Chuck Klosterman: I Wear The Black Hat: Grappling With Villains (Real And Imagined)
Regardless of the stated topic, Chuck Klosterman’s voice is the real draw of every book he’s written. His non-fiction works (as well as two novels to date) have recognizable recurring tics: dilations on perceived reality, an argumentative insistence that frequently derided pop-culture objects are, in fact, great (assertions more or less in favor of the Eagles), segues from one seemingly unrelated topic into another.
I Wear The Black Hat is ostensibly a series of essays considering how a nebulous “we” think about villains, but the object seems to be is to allow Klosterman to riff at will on whatever happens to be on his mind: Wilt Chamberlain, the Monica Lewinsky scandal, serial killers (a return to territory explored in Sex, Drugs, And Cocoa Puffs). Some juxtapositions make sense: A chapter on ’80s subway shooter Bernhard Goetz is interspersed with musings on Death Wish 2 and Batman. Yet others strive for impossible synthesis: Another chapter serially considers Fred Durst, Chevy Chase, Howard Cosell, Aleister Crowley (another re-examination of a topic covered in his debut, Fargo Rock City), and Sarah Palin. The individual points stand up reasonably well on their own, but no broader point emerges.
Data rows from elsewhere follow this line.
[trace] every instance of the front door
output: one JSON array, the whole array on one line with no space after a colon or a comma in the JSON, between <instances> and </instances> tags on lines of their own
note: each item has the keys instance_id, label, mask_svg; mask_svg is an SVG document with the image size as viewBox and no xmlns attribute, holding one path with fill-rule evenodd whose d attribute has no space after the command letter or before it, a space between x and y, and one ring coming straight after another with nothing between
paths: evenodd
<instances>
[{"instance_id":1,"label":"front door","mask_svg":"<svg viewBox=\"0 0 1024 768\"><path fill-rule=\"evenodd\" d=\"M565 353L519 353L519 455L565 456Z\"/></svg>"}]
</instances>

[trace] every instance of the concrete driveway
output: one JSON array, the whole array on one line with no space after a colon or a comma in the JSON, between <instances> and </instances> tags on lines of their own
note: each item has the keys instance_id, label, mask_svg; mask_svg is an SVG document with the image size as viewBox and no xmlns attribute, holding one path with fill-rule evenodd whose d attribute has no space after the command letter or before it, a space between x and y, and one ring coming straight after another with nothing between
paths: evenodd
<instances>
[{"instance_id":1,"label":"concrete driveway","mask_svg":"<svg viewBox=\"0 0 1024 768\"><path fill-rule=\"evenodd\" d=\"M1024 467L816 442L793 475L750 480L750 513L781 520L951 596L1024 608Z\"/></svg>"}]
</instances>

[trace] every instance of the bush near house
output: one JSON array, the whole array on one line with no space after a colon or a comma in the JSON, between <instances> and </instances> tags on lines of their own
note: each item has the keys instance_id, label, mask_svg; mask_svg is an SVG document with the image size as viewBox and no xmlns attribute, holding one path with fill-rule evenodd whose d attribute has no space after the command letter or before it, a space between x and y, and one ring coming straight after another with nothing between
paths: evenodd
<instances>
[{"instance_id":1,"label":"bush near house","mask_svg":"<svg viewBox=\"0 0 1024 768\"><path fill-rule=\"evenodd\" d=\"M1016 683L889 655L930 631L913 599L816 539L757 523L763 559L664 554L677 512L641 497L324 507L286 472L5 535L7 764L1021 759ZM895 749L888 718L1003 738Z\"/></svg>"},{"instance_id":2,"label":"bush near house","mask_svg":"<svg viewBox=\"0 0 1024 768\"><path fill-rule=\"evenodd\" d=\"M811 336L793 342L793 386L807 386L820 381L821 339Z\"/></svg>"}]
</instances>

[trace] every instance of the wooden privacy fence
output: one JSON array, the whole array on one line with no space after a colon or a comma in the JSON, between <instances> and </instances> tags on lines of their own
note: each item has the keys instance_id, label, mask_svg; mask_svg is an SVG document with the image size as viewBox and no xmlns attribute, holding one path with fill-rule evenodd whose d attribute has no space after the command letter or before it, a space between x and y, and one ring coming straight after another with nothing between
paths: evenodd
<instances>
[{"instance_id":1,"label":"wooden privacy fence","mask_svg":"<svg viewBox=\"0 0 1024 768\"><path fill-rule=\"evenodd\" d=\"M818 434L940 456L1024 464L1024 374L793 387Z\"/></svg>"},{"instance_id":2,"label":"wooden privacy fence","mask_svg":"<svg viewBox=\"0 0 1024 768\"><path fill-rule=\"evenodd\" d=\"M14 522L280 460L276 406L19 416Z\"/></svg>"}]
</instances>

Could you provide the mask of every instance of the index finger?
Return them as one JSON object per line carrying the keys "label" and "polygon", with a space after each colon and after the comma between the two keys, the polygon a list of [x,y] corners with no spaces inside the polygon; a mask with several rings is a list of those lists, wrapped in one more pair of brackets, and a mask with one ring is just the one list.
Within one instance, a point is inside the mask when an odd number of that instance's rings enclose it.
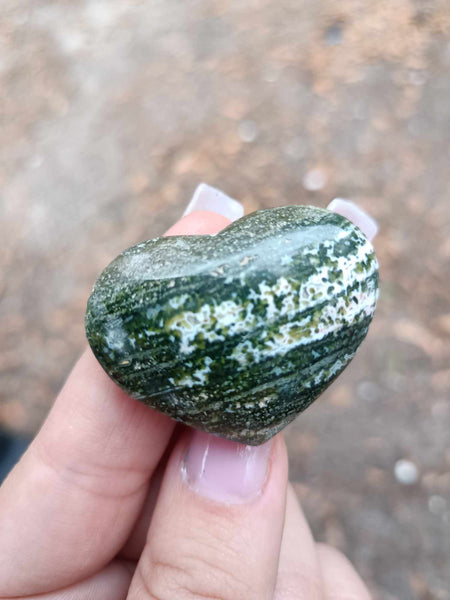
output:
{"label": "index finger", "polygon": [[[167,234],[215,233],[228,223],[199,211]],[[173,427],[86,350],[0,489],[0,597],[58,589],[106,565],[129,535]]]}

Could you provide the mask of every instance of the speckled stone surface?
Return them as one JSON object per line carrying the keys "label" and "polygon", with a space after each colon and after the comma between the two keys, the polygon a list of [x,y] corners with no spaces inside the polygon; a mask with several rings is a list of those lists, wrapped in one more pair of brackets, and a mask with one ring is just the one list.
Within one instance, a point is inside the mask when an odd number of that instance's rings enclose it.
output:
{"label": "speckled stone surface", "polygon": [[377,284],[372,245],[347,219],[308,206],[267,209],[217,235],[123,252],[94,287],[86,331],[134,398],[259,444],[353,358]]}

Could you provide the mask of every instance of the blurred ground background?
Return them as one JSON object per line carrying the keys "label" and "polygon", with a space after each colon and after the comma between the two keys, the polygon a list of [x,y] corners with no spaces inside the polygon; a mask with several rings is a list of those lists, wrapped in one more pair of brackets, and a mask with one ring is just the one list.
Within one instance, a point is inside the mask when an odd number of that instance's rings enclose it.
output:
{"label": "blurred ground background", "polygon": [[447,0],[2,0],[0,423],[32,434],[102,268],[200,181],[247,212],[356,200],[381,297],[288,431],[316,537],[375,598],[450,598]]}

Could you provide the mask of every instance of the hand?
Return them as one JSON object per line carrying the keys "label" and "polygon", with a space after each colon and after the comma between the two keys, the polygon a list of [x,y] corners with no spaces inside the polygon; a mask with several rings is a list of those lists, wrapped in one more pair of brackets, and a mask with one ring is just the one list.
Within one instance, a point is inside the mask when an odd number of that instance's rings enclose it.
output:
{"label": "hand", "polygon": [[[228,223],[197,211],[167,234]],[[174,434],[88,350],[0,489],[0,598],[369,598],[314,542],[287,471],[281,435],[250,448]]]}

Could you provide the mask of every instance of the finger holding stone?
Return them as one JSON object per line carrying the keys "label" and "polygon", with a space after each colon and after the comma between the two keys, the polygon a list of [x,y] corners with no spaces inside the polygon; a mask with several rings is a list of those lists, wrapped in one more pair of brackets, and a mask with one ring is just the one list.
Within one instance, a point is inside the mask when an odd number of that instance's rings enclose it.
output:
{"label": "finger holding stone", "polygon": [[[215,233],[229,222],[193,207],[167,234]],[[0,489],[0,597],[45,593],[105,566],[133,528],[173,428],[87,350]]]}
{"label": "finger holding stone", "polygon": [[324,586],[323,600],[370,600],[369,590],[350,561],[327,544],[317,545]]}
{"label": "finger holding stone", "polygon": [[359,227],[369,240],[372,241],[377,235],[378,223],[354,202],[345,200],[344,198],[335,198],[330,202],[327,208],[328,210],[345,217]]}
{"label": "finger holding stone", "polygon": [[142,550],[145,546],[147,539],[148,529],[152,519],[152,515],[158,500],[158,495],[161,489],[164,472],[167,467],[167,462],[170,458],[172,450],[180,438],[181,433],[184,431],[183,427],[175,427],[175,431],[170,439],[169,445],[164,452],[164,456],[159,461],[159,464],[153,473],[151,482],[148,488],[145,502],[142,506],[139,517],[131,530],[131,533],[125,542],[123,548],[121,548],[118,556],[125,560],[131,560],[137,562],[142,554]]}
{"label": "finger holding stone", "polygon": [[[27,596],[27,600],[125,600],[133,576],[134,564],[113,560],[94,575],[73,585],[44,594]],[[17,596],[2,600],[20,600]],[[24,599],[25,600],[25,599]]]}
{"label": "finger holding stone", "polygon": [[128,535],[172,429],[87,350],[0,489],[0,597],[68,586],[105,566]]}
{"label": "finger holding stone", "polygon": [[187,432],[168,464],[129,600],[273,600],[285,514],[281,436]]}
{"label": "finger holding stone", "polygon": [[323,600],[322,592],[316,544],[289,485],[274,600]]}

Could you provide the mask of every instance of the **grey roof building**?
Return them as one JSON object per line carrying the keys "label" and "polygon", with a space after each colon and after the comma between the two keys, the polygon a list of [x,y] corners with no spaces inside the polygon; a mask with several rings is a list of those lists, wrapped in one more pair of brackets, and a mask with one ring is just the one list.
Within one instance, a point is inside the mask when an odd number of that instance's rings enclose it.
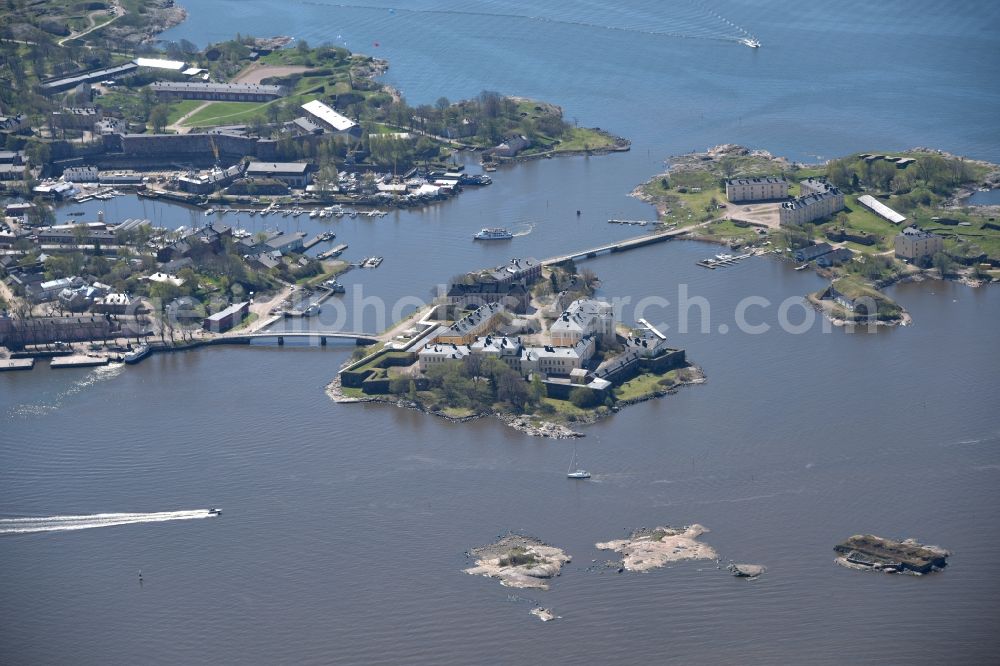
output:
{"label": "grey roof building", "polygon": [[251,162],[247,178],[274,178],[290,187],[305,187],[311,180],[308,162]]}
{"label": "grey roof building", "polygon": [[266,102],[284,96],[281,86],[258,83],[196,83],[157,81],[149,86],[160,99],[207,99],[226,102]]}

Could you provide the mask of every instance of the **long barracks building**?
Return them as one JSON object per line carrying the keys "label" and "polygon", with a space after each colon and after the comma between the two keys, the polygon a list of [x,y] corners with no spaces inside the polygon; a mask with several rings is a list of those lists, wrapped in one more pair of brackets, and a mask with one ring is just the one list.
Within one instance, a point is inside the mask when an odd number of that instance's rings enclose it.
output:
{"label": "long barracks building", "polygon": [[161,101],[177,99],[206,99],[223,102],[268,102],[284,96],[281,86],[266,86],[256,83],[197,83],[158,81],[149,89]]}

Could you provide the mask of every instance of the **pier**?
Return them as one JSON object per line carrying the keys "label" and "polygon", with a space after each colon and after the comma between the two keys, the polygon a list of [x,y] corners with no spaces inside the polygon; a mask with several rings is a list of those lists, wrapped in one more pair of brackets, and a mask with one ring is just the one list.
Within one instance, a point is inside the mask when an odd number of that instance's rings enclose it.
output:
{"label": "pier", "polygon": [[715,270],[716,268],[726,268],[727,266],[735,266],[744,259],[754,256],[753,252],[747,252],[746,254],[733,255],[715,255],[709,259],[702,259],[701,261],[695,262],[695,265],[701,266],[702,268],[708,268]]}
{"label": "pier", "polygon": [[5,358],[0,359],[0,372],[11,370],[31,370],[35,367],[33,358]]}
{"label": "pier", "polygon": [[95,368],[107,365],[111,359],[107,356],[59,356],[49,361],[49,367],[56,368]]}
{"label": "pier", "polygon": [[347,249],[347,243],[341,243],[336,247],[332,247],[329,250],[320,252],[318,255],[316,255],[316,258],[319,259],[320,261],[323,261],[325,259],[333,259],[334,257],[339,257],[341,254],[343,254],[344,250],[346,249]]}
{"label": "pier", "polygon": [[307,240],[306,242],[304,242],[302,244],[302,249],[304,249],[304,250],[312,249],[312,248],[316,247],[317,245],[319,245],[320,243],[324,243],[326,241],[331,241],[331,240],[333,240],[336,237],[337,237],[337,234],[333,233],[332,231],[324,232],[322,234],[319,234],[315,238],[310,238],[309,240]]}

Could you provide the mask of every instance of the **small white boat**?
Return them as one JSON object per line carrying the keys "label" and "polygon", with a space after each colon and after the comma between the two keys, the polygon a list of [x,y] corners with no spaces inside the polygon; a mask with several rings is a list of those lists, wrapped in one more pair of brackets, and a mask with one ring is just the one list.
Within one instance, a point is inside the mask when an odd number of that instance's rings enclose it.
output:
{"label": "small white boat", "polygon": [[[216,509],[214,506],[208,510],[208,515],[210,516],[220,516],[222,515],[222,509]],[[140,576],[142,574],[139,574]]]}
{"label": "small white boat", "polygon": [[801,266],[796,266],[795,270],[797,270],[797,271],[804,271],[807,268],[809,268],[809,264],[802,264]]}
{"label": "small white boat", "polygon": [[567,479],[589,479],[590,478],[590,472],[588,472],[585,469],[579,469],[579,468],[577,468],[576,470],[574,470],[573,469],[574,463],[576,463],[576,447],[575,446],[573,447],[573,457],[570,458],[570,461],[569,461],[569,468],[566,470],[566,478]]}
{"label": "small white boat", "polygon": [[760,48],[760,42],[754,39],[753,37],[744,37],[743,39],[740,40],[740,44],[742,44],[743,46],[749,46],[752,49]]}

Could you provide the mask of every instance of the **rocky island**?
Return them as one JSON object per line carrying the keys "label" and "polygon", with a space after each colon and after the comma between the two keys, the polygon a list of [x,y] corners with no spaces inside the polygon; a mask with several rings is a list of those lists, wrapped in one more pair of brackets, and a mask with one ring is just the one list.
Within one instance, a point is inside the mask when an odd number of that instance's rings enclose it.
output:
{"label": "rocky island", "polygon": [[[539,590],[549,589],[549,580],[558,576],[562,567],[573,559],[555,546],[516,534],[474,548],[469,554],[476,558],[476,564],[464,569],[465,573],[496,578],[505,587]],[[546,618],[541,619],[545,621]]]}
{"label": "rocky island", "polygon": [[715,560],[711,546],[698,541],[708,529],[697,523],[687,527],[657,527],[634,530],[627,539],[595,544],[600,550],[621,553],[626,571],[650,571],[682,560]]}

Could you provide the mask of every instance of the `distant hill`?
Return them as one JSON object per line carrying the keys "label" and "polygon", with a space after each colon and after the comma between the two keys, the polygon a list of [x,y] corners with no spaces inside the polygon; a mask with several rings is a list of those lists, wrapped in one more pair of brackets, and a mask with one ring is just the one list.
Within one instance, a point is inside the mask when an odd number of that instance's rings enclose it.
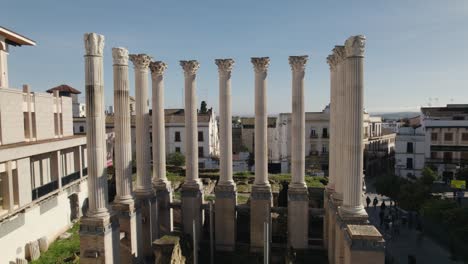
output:
{"label": "distant hill", "polygon": [[381,116],[383,119],[393,119],[398,120],[402,118],[411,118],[421,114],[421,112],[395,112],[395,113],[382,113],[374,112],[369,113],[371,116]]}

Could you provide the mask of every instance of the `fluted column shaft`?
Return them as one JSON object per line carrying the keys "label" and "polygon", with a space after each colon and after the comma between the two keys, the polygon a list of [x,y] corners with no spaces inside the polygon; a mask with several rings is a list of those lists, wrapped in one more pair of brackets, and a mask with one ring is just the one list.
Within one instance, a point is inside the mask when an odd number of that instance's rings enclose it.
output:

Klosterman’s at his best when he’s obviously engaged by his material, and increasingly, that means anything sports-related: His musings on how Muhammad Ali’s more questionable ’70s actions (such as smearing Joe Frazier as “the other kind of Negro… he works for the enemy”) are clear and concise. A chapter considering the ethos of the Los Angeles Rams is funny and satisfying, with amusing tidbits culled from obscure player memoirs, but it’d be much better if Klosterman didn’t waste half the chapter trying to make the Rams a mirror image of N.W.A. via a series of tenuous, jokey overlaps.
One of the better sections plausibly compares gossip blogger Perez Hilton, piracy champion/Megaupload founder Kim Dotcom, and WikiLeaks founder Julian Assange’s statements of self-justification to consider what their actions and rationales mean for the future of privacy and technology. Most of the topics, though, are safely settled and untimely, and there’s a distinct sense of Klosterman spinning his wheels while digging through his mental archives for rants he hasn’t had a chance to use in print yet. Still, it improves on the similarly disorganized Eating The Dinosaur, whose prose was joylessly stiff and authoritarian. This effort is engagingly light reading, suitable for mindless unwinding.